I’m Fine, Well Not Fine Exactly, But Normal Considering
I’m healthy and that’s all that counts.
I’m so sick of hearing about the “new normal.”
I want the old normal back, the one where I’m an old lady nobody pays attention to, instead of the person everyone looks on with dread. The old person who’s a serious drain on the health care system who might get a ventilator that could keep you or your loved one alive.
Why give me a ventilator? I’m 80 years old. What’s my life worth, anyway?
That’s a question for another article, one I’m in the process of writing.
That’s good news, to me, at least. Because for the last week, I haven’t been able to put two sentences together that made sense, and for me, that’s a change.
I’ve been writing daily for almost a quarter of a century, and this dry spell is proof of the toll of the pandemic. Not just on me, but everyone.
I’m fine, meaning I’m healthy. I’m in the high-risk group, so the fact that my temperature is normal every day is a very good sign.

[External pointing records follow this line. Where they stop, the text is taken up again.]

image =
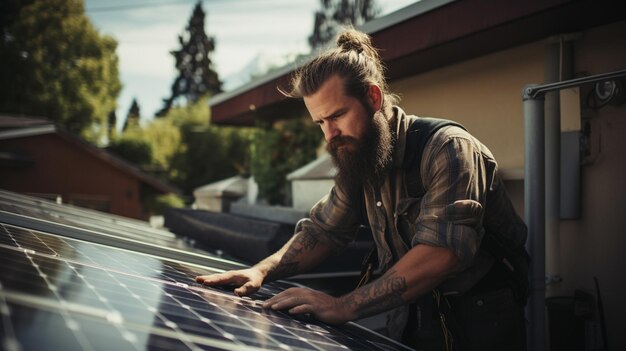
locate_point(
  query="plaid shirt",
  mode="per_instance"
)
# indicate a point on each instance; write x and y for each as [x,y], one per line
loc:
[464,194]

I attribute that to the fact that I am in my fourth week of strict self-quarantine. The first two because I had a mild, contagious illness that has since resolved, and which was a blessing in disguise; it took me out of circulation when the pandemic blew up.
I also live in San Francisco. We were the first in the US to receive the shelter in place order. I don’t leave my apartment for any reason, which also keeps me out of range of the virus. I am so fortunate to have neighbors who do all my shopping and mail collecting and leave it outside my door.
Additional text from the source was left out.